ナノマテリアルの質の部分や、それを使って何かデバイスや応用製品を作る、というのもナノテクの一つだと認識している。ナノテクを難しくしているのは、いくつか軸があるからだと思う。加工(物を作る)、材料、材料システム、デバイス、応用製品、社会システム、という流れがある。これは一つの軸だと思うが、技術の実現時期、消費者からの距離、物理的インパクトの大きさ、などの軸も考えられるだろう。
(亀井信一さん)

われわれも「ナノテク」と言いながらナノレベル、ナノサイズでないものも扱って報道している。本当にナノテクにこだわるとしたらシングルナノ(10nm以下)だけになってしまう。あまりシングルナノにこだわらず、ナノテクに絡んだ新しい産業、分野、技術、モノをコンセプトに取り上げている。明確な基準はなく、線引きもできない。ミクロンレベルの技術も扱っている。
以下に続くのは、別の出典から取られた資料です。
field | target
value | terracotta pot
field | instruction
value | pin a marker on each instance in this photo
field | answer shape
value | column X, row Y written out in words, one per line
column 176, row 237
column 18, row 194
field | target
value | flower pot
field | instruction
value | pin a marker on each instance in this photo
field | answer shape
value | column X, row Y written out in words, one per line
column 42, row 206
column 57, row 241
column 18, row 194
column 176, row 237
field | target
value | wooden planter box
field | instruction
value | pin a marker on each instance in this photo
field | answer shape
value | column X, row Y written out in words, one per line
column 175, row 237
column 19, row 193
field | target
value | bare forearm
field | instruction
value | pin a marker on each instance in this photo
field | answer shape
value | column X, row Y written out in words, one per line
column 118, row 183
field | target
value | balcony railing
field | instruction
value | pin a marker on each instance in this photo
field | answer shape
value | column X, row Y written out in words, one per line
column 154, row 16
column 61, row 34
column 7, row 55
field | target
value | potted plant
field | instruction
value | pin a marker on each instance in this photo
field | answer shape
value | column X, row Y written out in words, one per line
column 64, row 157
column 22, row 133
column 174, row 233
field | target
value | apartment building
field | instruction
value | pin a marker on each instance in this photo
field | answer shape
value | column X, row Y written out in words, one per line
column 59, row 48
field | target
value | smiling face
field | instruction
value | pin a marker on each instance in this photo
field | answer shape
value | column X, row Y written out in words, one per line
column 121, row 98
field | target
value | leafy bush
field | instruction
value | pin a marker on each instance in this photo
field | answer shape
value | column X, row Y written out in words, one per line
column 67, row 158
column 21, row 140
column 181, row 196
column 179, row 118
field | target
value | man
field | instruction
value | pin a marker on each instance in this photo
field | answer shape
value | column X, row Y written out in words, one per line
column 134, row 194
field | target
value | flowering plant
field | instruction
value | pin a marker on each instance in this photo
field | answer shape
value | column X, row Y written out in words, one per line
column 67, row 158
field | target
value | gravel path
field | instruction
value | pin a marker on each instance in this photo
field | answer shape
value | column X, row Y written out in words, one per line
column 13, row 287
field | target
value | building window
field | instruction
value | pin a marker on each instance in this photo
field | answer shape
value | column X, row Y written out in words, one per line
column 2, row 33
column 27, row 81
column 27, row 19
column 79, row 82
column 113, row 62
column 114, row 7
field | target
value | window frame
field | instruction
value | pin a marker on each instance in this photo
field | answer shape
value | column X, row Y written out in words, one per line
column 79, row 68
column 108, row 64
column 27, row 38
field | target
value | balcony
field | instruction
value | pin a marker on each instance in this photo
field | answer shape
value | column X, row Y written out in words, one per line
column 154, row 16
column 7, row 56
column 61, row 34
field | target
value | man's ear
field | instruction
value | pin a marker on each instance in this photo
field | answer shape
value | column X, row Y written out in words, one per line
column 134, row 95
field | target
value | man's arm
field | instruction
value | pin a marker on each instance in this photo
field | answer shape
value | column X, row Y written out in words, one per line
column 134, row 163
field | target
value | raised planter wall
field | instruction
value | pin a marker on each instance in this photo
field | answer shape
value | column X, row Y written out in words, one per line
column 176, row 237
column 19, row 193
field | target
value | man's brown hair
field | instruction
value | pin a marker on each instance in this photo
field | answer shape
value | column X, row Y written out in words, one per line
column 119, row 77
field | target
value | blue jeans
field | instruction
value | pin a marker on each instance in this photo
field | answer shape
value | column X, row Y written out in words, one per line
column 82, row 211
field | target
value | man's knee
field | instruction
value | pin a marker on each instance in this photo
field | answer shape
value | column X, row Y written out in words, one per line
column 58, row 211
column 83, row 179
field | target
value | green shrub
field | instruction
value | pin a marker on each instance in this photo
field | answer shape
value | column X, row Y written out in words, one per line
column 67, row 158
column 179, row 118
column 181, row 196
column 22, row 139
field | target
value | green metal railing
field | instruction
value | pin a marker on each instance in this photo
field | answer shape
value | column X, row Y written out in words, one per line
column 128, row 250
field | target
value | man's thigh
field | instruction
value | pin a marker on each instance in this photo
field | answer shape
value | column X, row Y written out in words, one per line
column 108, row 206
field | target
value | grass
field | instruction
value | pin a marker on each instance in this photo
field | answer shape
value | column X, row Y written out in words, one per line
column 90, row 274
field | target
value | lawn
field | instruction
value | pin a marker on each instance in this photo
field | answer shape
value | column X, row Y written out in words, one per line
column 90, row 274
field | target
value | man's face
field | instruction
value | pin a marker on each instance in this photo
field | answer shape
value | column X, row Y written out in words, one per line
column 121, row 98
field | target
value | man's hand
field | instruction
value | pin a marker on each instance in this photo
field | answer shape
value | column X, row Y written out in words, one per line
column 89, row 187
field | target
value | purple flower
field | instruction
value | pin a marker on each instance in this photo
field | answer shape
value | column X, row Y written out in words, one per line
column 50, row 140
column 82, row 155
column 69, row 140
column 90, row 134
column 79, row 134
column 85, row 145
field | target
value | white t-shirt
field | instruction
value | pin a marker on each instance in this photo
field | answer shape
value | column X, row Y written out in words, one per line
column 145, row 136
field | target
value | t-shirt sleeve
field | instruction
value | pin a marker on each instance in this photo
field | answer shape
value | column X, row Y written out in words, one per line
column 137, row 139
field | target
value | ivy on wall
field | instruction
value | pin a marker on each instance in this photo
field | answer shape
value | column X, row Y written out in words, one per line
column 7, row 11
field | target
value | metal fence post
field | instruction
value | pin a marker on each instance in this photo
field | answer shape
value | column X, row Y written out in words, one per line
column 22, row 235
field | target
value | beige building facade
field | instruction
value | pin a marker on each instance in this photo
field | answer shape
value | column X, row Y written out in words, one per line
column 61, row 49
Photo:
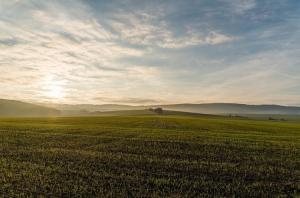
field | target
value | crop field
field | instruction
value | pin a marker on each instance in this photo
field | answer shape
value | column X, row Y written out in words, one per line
column 149, row 156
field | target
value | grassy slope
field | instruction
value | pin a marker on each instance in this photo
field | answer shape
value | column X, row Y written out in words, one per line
column 148, row 156
column 21, row 109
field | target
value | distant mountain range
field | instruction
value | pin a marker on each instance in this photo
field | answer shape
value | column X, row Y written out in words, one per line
column 12, row 108
column 17, row 108
column 209, row 108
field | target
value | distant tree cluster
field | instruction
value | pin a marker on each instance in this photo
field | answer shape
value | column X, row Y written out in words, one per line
column 158, row 110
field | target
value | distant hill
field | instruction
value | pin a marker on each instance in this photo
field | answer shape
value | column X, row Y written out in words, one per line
column 208, row 108
column 232, row 108
column 12, row 108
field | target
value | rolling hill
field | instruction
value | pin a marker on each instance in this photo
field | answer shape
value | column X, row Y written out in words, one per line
column 232, row 108
column 209, row 108
column 12, row 108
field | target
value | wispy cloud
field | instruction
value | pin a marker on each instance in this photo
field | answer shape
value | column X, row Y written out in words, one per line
column 146, row 52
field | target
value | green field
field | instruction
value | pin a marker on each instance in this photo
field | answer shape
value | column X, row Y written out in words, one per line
column 149, row 156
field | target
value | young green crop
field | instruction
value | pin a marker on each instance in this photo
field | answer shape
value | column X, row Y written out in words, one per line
column 148, row 156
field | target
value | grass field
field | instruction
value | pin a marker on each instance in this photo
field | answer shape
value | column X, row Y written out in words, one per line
column 148, row 156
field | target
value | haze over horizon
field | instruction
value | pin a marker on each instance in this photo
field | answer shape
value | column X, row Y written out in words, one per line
column 142, row 52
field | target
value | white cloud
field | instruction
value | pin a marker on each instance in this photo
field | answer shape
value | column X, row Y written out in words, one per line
column 143, row 29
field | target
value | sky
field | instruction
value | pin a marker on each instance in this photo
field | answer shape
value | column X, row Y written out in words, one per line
column 142, row 52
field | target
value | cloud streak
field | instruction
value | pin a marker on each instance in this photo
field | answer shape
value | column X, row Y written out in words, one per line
column 148, row 52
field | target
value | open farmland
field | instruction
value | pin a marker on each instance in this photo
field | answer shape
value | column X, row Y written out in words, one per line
column 148, row 156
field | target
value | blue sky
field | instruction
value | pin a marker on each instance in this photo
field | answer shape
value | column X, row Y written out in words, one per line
column 145, row 52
ただ取り上げる範囲は、一つの基準としては、100nm以下だとは思っている。
(甕秀樹さん)

われわれとしては相手が生体なので必ずしもそれほど小さいサイズでなくてもよく、それよりはいろいろなコンポーネントを組み合わせてやりたいことができるか、ということが問題である。数nmの微粒子のみにこだわる必要はなく、場合によってはマイクロサイズでもよい。コンポーネントとして使うものがナノサイズであればナノテク、と言って差し支えないのではないか。そういう意味では、われわれのスタンスは今までと変わらず、化学の一分野にすぎない。研究者レベルで「ナノ、ナノ」と騒いでいても仕方がないが、一般の人との歩み寄りという意味でなじみやすい言葉というのは大事である。だから、「ナノテク」のようなちょっと浸透してきた言葉をネガティブなイメージがつかないように大事に使ったらいいと思う。
(岸村顕広さん)

ナノテクは共通基盤技術であるから非常に広く、それぞれ既存の分野に対して適用されている。カーボンナノチューブは16年前に発見されて以来、物理分野を中心に膨大な研究開発がされてきた。一方で、カーボンファイバー(炭素繊維)の歴史は100年ある。どこからナノチューブで、どこからファイバーと言うのかは様々で、ナノチューブは再発見だと言う人もいる。今は、原子から上がってきたナノチューブ研究と、バルクから下がってきたファイバー研究がちょうど出会っている時期だと思う。また、「ナノチューブ」は種々のユニークな物性を持つため多様な応用が期待されるが、多様な構造も取る。「ナノチューブ」という言葉が一つしか付いていないのが良くないが、ある種のポリマーだと思えばいい。CとHでできていればポリマーで、Hが入ってなければナノチューブぐらいのつもりでいた方がいいと思う。
(野田優さん)

ナノテクは必然と偶然の科学技術と考えている。科学の世界では、ギリシャの時代の古代原子論から始まり、20世紀の飛躍的な科学技術の発展により、20世紀末には走査型顕微鏡により原子を操作できるようになった。科学技術はマクロの世界からミクロ、ナノの世界に流れにそって展開しているので、ナノテクは必然の方向に向かっているといえる。一方で、生命の起源のなぞは、今は未知であるが、この科学の分野にパラダイムが生まれ、展開し、コントロール次第ではナノテクと結びつく形でうまく発展するかもしれない。その意味で、偶然の科学技術でもある。ナノテクノロジーは学際的な学問であり、様々な分野の人たちがいろいろな形で進めていかなければならない。